Codebase: - Research document: docs/03-architecture/research/stl-cache-prepopulation-research.md (Sections 2, 9) - Preview service (to refactor): apps/gridflock-service/src/gridflock/gridflock-preview.service.ts — the generatePreview() method and offset computation helpers that must be extracted into gridflock-core - Gridflock-core exports: libs/gridflock-core/src/index.ts - Gridflock-core library directory: libs/gridflock-core/src/lib/ — new preview-generator.ts goes here - Defaults: libs/gridflock-core/src/lib/defaults.ts - Printer profiles: libs/gridflock-core/src/lib/printer-profiles.ts - Parallel generator (to modify — add maxWorkers param): libs/gridflock-core/src/lib/parallel-generator.ts - STL combiner: libs/gridflock-core/src/lib/stl-combiner.ts - Existing scripts: scripts/ directory

Combinatorics (from research): - 181 values per axis (100–1000 mm, step 5 mm) - 16,471 unordered pairs (with repetition) - ~32 GB total storage - ~13 KB per grid cell in binary STL - ~15 seconds average generation time per combination (2 vCPU)


END OF PROMPT


This prompt first extracts the preview generation pipeline from the NestJS service into @forma3d/gridflock-core as a reusable generatePreviewStl() function — creating a single source of truth for STL preview generation.
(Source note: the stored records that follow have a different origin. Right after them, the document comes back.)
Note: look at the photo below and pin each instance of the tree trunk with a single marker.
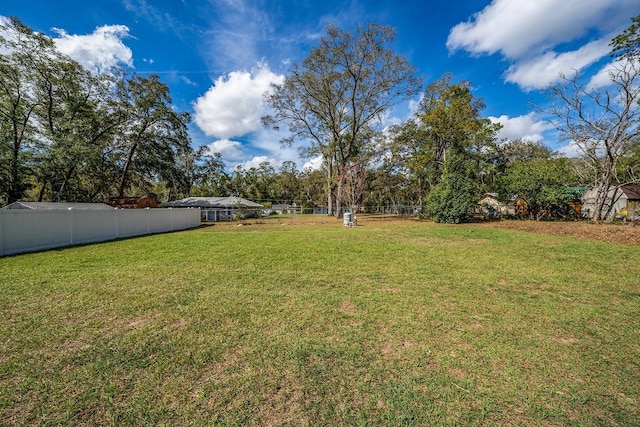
(339, 195)
(123, 179)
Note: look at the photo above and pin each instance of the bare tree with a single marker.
(603, 123)
(337, 97)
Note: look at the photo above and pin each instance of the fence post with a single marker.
(117, 214)
(2, 233)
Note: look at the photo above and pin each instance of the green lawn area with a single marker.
(388, 323)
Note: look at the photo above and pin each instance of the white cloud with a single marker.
(546, 69)
(605, 76)
(516, 27)
(233, 105)
(570, 150)
(528, 127)
(226, 148)
(99, 51)
(542, 38)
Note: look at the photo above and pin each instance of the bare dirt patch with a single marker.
(612, 233)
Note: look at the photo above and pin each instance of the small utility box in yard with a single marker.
(349, 219)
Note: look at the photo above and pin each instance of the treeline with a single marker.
(69, 135)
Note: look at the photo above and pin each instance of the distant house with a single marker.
(489, 206)
(44, 206)
(281, 208)
(618, 198)
(217, 208)
(138, 202)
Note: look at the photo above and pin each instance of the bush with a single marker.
(453, 199)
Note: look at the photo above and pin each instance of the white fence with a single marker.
(23, 230)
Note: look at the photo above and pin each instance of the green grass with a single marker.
(389, 323)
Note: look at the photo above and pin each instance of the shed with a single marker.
(218, 208)
(53, 206)
(136, 202)
(618, 198)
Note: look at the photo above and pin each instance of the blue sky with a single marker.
(219, 56)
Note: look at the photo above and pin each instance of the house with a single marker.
(490, 207)
(138, 202)
(618, 198)
(52, 206)
(218, 208)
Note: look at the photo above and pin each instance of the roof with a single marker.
(212, 203)
(632, 191)
(56, 206)
(135, 202)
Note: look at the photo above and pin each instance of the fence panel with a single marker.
(27, 230)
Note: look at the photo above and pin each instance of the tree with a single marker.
(287, 183)
(152, 134)
(603, 123)
(453, 199)
(627, 44)
(22, 54)
(448, 121)
(544, 187)
(336, 98)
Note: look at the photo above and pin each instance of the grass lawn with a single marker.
(388, 323)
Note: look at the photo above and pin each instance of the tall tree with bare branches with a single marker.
(336, 98)
(603, 123)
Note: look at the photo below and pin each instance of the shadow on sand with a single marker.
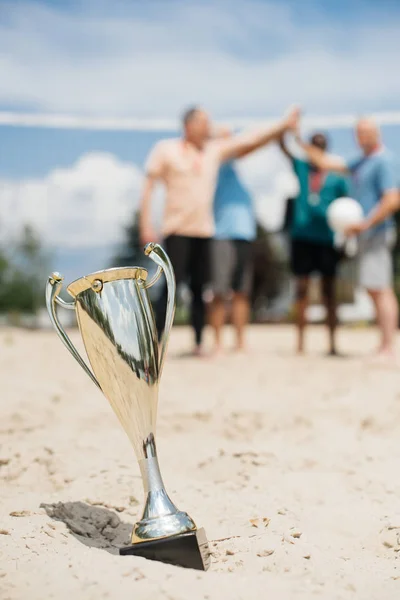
(93, 526)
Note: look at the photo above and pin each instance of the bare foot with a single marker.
(383, 358)
(217, 352)
(199, 352)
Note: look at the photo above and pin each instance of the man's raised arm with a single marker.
(244, 143)
(322, 160)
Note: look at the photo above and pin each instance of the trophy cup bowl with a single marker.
(117, 325)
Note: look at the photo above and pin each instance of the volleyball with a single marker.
(343, 213)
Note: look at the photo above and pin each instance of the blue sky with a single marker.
(120, 59)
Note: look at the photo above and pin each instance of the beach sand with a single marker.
(290, 463)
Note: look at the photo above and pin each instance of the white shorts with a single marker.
(375, 262)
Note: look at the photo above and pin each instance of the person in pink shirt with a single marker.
(188, 167)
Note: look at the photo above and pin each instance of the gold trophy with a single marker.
(117, 325)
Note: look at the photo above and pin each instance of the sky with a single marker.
(121, 61)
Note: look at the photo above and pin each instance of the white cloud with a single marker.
(238, 59)
(84, 205)
(87, 204)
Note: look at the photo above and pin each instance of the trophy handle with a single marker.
(161, 258)
(54, 285)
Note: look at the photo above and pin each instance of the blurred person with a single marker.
(188, 167)
(312, 244)
(231, 251)
(375, 186)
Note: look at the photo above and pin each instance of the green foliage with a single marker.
(22, 267)
(131, 252)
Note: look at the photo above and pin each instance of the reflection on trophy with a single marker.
(117, 325)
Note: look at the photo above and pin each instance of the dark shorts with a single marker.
(231, 266)
(190, 258)
(311, 257)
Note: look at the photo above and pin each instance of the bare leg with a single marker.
(240, 317)
(387, 316)
(301, 307)
(329, 297)
(217, 320)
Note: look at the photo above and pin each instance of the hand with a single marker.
(291, 121)
(356, 229)
(148, 234)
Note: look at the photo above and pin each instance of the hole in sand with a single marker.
(93, 526)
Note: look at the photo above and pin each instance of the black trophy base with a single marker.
(188, 550)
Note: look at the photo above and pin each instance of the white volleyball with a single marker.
(343, 213)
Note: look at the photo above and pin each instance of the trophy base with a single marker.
(189, 550)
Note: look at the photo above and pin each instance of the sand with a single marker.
(290, 463)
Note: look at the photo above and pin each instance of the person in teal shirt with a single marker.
(312, 247)
(375, 184)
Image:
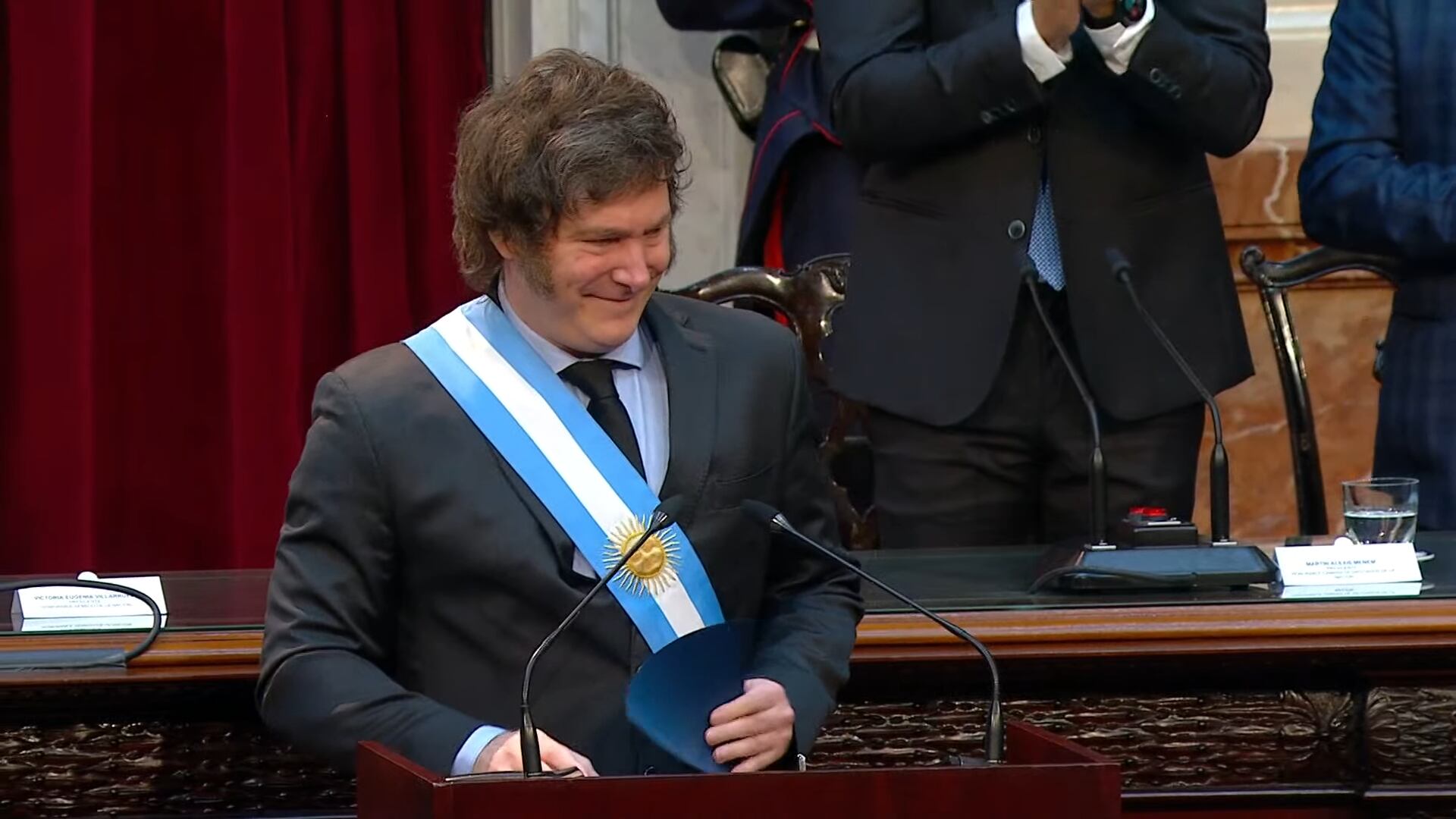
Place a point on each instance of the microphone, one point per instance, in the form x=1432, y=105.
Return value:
x=995, y=723
x=1097, y=468
x=1191, y=566
x=1219, y=460
x=55, y=659
x=663, y=516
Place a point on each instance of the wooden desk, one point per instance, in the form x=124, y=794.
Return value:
x=1239, y=704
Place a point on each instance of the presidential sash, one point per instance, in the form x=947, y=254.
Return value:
x=593, y=491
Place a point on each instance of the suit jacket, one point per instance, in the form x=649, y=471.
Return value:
x=1381, y=172
x=935, y=96
x=416, y=572
x=795, y=111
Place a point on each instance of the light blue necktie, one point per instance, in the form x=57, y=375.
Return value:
x=1044, y=246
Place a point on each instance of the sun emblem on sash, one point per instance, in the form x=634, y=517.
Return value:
x=653, y=569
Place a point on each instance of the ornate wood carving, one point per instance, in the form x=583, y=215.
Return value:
x=1164, y=741
x=1411, y=735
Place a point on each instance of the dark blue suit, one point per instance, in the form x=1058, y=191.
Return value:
x=797, y=156
x=1381, y=177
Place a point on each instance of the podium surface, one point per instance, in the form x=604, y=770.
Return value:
x=1044, y=776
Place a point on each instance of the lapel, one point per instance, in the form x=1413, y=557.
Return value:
x=691, y=363
x=691, y=366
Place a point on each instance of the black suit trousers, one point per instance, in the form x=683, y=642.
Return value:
x=1017, y=469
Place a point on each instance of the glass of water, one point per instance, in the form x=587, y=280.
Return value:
x=1381, y=510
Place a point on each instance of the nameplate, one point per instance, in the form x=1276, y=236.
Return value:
x=74, y=601
x=128, y=623
x=1350, y=592
x=1347, y=564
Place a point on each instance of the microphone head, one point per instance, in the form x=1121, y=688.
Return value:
x=667, y=512
x=761, y=512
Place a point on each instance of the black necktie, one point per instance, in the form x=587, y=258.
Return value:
x=604, y=406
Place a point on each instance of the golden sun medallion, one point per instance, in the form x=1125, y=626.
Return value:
x=653, y=569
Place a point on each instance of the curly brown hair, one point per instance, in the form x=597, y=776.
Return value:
x=570, y=130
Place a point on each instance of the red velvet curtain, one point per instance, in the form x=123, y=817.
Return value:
x=204, y=206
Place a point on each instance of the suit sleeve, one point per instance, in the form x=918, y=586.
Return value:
x=893, y=93
x=720, y=15
x=1203, y=69
x=1356, y=190
x=328, y=640
x=811, y=607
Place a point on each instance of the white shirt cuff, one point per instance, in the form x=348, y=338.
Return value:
x=1043, y=60
x=1117, y=42
x=472, y=748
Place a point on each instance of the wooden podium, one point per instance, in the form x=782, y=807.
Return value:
x=1044, y=776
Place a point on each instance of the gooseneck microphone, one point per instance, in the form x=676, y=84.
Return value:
x=663, y=516
x=1097, y=468
x=995, y=723
x=55, y=659
x=1219, y=460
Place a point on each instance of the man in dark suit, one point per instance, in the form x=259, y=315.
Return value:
x=424, y=556
x=1381, y=178
x=801, y=183
x=996, y=129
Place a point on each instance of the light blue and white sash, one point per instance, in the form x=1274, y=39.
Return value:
x=582, y=477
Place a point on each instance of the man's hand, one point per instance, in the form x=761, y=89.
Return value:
x=1100, y=9
x=1057, y=19
x=504, y=754
x=755, y=727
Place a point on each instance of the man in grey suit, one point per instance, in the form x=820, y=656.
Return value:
x=460, y=491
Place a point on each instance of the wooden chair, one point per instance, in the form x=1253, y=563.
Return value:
x=805, y=297
x=1274, y=280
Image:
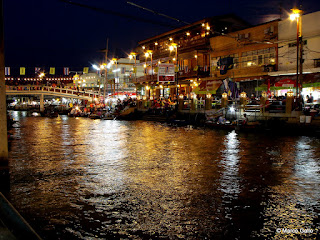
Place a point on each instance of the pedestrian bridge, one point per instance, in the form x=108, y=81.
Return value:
x=51, y=91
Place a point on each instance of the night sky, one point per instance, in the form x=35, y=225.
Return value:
x=44, y=33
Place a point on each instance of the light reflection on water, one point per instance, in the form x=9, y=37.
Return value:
x=77, y=178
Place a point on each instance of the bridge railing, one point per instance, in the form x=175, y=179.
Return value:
x=69, y=91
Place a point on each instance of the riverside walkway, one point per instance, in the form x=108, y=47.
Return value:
x=12, y=224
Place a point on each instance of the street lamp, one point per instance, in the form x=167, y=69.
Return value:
x=296, y=15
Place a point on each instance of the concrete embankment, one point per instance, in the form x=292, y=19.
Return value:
x=12, y=224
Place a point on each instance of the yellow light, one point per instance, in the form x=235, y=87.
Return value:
x=243, y=95
x=290, y=93
x=295, y=14
x=224, y=95
x=264, y=94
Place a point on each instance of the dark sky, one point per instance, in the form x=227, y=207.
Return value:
x=54, y=33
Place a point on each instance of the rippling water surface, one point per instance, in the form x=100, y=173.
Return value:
x=78, y=178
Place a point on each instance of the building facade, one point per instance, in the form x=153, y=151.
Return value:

Both the server and the offline script call this same function, so changes to generation logic only happen in one place. The generation script (populate-preview-cache.ts) is a thin CLI wrapper that handles enumeration, concurrency, file I/O, and progress. The upload script (upload-preview-cache.sh) transfers the results to the staging server via rsync. No server-side API, BullMQ, or UI changes are involved.